# Foreigner law in Germany



## Touchjnr (Jul 24, 2018)

You can apply for dauer aufenthalt eg instead of the niederlassung aufenthalt erlaubnis if you know you want to stay outside Germany for more than 6 months and you can also live and work in most European countries


----------



## Touchjnr (Jul 24, 2018)

Which type of visa can my friend who want to come and join his cousin in Germany apply for.
His cousin is from Ireland and he is resident in Germany. Does the Germans have eu family visa. 
My friend has Nigerian nationality


----------



## Bevdeforges (Nov 16, 2007)

Most family visas are only for direct family - i.e. parents, children, maybe brothers and sisters. I suspect that "cousin" is too distant a relationship for any family reunification visas to be valid.

Also, for your first post, I don't think any German visa will give you any rights in any other EU country (other than the ability to visit as a tourist for up to 90 days).
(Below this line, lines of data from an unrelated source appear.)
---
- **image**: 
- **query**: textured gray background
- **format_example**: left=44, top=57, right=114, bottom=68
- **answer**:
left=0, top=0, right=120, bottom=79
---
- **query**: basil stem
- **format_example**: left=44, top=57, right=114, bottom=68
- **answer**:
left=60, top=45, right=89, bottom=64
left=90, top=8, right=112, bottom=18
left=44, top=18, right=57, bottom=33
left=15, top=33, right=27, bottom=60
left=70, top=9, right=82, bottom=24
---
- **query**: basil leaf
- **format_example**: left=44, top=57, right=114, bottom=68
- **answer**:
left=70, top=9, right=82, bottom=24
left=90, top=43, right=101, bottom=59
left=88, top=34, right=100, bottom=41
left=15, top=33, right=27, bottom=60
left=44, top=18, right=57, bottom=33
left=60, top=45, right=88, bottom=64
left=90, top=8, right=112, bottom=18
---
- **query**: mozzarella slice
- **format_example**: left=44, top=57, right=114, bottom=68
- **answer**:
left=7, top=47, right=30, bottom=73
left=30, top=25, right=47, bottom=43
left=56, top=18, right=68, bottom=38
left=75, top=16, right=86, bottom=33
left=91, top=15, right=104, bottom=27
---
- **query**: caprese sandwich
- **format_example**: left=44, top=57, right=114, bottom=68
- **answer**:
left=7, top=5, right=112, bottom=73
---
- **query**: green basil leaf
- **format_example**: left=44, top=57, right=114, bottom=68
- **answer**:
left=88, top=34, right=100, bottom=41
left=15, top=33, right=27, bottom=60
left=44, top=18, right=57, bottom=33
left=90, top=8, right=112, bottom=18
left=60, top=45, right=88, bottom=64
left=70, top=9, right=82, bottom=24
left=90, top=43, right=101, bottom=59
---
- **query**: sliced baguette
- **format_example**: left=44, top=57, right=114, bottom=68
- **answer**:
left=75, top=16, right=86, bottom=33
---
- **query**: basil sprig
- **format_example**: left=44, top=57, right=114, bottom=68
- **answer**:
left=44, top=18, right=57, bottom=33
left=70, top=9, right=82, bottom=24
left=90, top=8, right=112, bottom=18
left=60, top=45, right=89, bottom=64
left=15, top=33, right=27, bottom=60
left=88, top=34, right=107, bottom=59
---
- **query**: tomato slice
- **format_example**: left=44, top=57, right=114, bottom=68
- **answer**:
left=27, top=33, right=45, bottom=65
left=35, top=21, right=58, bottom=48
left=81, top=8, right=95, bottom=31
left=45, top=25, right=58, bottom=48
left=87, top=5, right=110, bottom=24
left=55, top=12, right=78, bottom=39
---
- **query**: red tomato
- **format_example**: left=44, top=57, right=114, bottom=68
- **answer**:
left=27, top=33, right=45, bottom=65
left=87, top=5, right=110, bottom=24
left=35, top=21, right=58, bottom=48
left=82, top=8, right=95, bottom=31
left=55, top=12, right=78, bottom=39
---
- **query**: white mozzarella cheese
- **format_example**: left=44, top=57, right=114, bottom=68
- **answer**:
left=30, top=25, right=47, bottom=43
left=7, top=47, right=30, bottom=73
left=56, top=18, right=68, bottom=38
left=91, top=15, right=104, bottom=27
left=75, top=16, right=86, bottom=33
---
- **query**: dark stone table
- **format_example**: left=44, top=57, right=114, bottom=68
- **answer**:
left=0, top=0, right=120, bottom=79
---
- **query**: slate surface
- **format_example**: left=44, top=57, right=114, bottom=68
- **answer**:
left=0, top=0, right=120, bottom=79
Certainly not the right to work in another country.
Cheers,
Bev


----------



## ALKB (Jan 20, 2012)

Touchjnr said:


> You can apply for dauer aufenthalt eg instead of the niederlassung aufenthalt erlaubnis if you know you want to stay outside Germany for more than 6 months and you can also live and work in most European countries


Daueraufenthalt eg is only given under very specific circumstances.

A non-EEA national has to have legally lived in an EU country for at least five years and fulfill other requirements such as proving language skills. 

A person with a Daueraufenthalt eg then has the possibility to move to other EU countries and obtain a residence permit of that country relatively easily.

https://de.wikipedia.org/wiki/Erlaubnis_zum_Daueraufenthalt-EU_(Deutschland)

The most tricky bit may be to get legal stay of five years in the first place.


----------